Health and diet in Elizabethan England

The diet in England during the Elizabethan era (1558–1603), depended largely on social class. The rich ate meat and white bread, the poor ate dark bread. Everyone drank ale--water was often too impure to drink. Fruits and vegetables were seldom eaten. Rich spices were used by the wealthy to offset the smells of old salted meat.

Diet

Vegetables were food for the poor, as the rich considered food from the ground to be lowly. Meat and fish, meanwhile, were luxuries reserved for the rich, who could choose among venison, beef, pork, lamb, fowl, salmon, eel, and shellfish. While meat was the main component of the upper-class diet, they occasionally took vegetables such as turnips, carrots, and radishes and fruits such as apples, plums, and woodland strawberries. They also ate desserts such as pastries, tarts, cakes, and crystallized fruit, and syrup.[1]

Among the rich private hospitality was an important item in the budget. Entertaining a royal party for a few weeks could be ruinous to a nobleman. Inns existed for travellers but restaurants were not known.

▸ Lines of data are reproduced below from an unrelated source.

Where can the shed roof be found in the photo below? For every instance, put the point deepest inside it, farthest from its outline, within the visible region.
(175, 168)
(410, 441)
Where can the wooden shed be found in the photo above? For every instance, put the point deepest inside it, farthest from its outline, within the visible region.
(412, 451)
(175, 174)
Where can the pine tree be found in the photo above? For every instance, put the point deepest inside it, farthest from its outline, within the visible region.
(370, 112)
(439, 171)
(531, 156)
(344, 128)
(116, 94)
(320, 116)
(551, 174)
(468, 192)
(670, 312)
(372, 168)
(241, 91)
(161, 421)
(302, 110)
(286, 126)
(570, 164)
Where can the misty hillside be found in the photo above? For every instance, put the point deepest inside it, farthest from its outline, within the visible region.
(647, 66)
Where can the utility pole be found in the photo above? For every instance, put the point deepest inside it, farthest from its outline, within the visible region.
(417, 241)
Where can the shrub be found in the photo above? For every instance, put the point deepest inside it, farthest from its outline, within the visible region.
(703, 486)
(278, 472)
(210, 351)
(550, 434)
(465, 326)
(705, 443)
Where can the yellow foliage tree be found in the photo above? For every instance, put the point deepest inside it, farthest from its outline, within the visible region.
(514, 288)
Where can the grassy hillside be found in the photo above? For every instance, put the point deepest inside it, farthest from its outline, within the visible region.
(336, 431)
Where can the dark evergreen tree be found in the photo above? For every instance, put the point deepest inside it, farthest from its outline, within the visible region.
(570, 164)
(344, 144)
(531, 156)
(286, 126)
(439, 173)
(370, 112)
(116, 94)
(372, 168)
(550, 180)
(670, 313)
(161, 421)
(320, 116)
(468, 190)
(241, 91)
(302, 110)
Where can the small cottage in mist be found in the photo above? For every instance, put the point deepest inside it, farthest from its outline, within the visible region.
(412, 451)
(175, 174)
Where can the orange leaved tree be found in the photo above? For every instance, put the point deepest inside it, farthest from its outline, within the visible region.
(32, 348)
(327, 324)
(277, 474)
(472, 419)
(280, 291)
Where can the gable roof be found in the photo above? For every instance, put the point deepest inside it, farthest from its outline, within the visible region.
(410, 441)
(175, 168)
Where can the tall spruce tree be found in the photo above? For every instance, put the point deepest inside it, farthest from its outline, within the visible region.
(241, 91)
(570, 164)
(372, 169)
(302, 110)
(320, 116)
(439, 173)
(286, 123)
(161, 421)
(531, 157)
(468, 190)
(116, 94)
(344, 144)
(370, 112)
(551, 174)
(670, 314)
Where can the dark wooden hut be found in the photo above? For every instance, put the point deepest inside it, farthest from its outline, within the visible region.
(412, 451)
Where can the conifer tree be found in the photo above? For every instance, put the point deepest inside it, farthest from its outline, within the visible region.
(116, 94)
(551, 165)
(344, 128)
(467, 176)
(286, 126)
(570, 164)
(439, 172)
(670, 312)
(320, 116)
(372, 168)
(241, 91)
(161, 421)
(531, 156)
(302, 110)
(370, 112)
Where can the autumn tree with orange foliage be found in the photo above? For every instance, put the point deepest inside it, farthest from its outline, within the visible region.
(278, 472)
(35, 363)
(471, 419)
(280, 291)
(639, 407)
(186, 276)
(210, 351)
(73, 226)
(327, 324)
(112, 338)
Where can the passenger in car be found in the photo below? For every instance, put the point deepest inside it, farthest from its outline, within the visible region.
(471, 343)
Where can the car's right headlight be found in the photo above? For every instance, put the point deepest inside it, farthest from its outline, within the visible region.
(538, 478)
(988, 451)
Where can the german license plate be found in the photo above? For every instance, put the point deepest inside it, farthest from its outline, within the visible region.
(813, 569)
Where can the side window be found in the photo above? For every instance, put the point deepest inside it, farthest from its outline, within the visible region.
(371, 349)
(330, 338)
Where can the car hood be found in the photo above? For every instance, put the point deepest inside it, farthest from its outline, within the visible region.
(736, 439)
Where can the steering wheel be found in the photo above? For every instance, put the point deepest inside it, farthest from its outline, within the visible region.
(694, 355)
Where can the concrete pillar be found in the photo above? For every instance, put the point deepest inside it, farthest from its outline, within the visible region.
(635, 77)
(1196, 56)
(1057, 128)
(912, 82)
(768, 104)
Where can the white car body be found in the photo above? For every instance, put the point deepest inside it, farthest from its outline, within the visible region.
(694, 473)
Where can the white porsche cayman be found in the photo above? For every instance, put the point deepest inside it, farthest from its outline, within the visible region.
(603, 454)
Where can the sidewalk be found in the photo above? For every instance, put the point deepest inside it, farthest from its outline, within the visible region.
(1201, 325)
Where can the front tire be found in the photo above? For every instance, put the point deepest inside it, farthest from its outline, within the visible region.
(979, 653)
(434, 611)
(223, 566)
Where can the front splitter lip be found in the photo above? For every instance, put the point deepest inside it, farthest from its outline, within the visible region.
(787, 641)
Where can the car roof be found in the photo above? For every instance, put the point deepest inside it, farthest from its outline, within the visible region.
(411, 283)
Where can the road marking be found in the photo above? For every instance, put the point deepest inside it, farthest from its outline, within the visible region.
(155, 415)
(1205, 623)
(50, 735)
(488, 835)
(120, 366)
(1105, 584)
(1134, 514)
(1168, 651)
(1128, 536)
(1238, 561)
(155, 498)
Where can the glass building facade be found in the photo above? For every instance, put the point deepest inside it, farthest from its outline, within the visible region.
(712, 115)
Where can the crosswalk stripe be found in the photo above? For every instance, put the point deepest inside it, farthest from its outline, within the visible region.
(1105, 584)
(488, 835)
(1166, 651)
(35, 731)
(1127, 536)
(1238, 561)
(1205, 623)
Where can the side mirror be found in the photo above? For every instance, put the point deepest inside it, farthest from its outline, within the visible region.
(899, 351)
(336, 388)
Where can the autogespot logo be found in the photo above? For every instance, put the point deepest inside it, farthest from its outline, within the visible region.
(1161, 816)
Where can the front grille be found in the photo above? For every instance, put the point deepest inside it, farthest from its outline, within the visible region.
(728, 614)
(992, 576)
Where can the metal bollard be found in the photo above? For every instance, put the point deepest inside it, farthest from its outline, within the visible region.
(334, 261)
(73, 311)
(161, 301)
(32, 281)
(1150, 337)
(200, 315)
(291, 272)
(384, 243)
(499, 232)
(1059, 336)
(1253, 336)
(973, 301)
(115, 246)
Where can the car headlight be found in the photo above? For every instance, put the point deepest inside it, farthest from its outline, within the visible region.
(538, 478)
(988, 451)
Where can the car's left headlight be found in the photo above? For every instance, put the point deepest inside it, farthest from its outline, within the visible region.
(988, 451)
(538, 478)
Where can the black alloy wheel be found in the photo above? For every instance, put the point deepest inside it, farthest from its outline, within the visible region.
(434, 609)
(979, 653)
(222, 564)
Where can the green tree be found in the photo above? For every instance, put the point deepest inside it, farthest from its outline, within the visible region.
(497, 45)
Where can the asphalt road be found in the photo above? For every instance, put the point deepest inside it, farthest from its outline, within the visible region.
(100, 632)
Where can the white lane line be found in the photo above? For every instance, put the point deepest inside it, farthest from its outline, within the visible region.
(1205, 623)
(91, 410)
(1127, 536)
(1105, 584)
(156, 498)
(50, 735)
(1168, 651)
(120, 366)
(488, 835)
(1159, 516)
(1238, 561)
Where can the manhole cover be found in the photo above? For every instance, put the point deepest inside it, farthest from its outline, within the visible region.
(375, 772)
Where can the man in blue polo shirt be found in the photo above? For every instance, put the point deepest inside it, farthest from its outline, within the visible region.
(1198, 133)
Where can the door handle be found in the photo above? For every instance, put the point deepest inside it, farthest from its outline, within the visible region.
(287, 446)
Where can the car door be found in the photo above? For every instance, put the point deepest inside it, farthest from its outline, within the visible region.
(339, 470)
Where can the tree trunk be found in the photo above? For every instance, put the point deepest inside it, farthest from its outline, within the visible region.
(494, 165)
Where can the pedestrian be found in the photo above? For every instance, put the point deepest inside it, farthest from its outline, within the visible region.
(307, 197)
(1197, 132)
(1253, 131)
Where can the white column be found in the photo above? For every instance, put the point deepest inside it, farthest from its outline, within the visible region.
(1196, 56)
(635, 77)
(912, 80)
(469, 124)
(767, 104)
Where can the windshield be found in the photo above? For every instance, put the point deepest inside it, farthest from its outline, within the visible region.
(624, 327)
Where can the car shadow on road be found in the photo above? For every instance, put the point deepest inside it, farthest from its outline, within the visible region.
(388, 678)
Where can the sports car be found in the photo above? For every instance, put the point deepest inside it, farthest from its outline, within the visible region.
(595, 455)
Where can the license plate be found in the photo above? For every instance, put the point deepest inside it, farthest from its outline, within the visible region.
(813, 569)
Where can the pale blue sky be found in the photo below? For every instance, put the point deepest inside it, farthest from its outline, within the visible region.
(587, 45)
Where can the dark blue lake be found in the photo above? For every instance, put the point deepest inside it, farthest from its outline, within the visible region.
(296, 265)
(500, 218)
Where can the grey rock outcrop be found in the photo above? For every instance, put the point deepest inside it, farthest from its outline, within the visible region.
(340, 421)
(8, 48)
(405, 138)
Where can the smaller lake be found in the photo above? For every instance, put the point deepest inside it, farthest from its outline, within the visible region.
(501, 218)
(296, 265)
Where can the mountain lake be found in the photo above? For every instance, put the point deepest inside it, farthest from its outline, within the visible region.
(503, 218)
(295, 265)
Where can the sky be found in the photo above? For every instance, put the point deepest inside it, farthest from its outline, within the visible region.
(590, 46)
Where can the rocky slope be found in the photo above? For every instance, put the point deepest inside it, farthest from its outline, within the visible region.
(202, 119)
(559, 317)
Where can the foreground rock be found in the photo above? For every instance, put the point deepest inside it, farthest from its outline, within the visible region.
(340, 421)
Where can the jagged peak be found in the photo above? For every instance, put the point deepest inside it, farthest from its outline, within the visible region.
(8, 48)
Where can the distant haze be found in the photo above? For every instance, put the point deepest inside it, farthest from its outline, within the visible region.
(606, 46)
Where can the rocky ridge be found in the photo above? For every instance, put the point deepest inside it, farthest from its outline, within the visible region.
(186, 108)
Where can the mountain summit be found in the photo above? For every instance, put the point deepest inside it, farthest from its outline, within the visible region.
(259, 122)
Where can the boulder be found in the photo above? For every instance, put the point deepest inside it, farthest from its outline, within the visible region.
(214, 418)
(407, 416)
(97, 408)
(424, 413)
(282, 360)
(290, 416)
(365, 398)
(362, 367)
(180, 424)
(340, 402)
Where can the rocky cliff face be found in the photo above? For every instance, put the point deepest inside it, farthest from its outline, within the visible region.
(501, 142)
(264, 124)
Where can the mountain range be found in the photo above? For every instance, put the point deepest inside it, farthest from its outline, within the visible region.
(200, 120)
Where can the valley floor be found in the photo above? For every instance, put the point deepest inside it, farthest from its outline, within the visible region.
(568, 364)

Bread was a staple of the Elizabethan diet, and people of different statuses ate bread of different qualities. The upper classes ate fine white bread called manchet while the poor ate coarse bread of barley or rye.

Both the rich and the poor had imbalanced diets. The lack of vegetables and fruits in their diets caused a deficiency in vitamin C, sometimes resulting in scurvy.

Availability of food

Trade and industry flourished in the 16th century, making England more prosperous and improving the standard of living of the upper and middle classes. However, the lower classes did not benefit much and did not always have enough food. As the English population was fed by its own agricultural produce, a series of bad harvests in the 1590s caused widespread starvation and poverty. The success of the wool trading industry decreased attention on agriculture, resulting in further starvation of the lower classes. Cumbria, the poorest and most isolated part of England, suffered a six-year famine beginning in 1594. Diseases and natural disasters also contributed to the scarce food supply.[2]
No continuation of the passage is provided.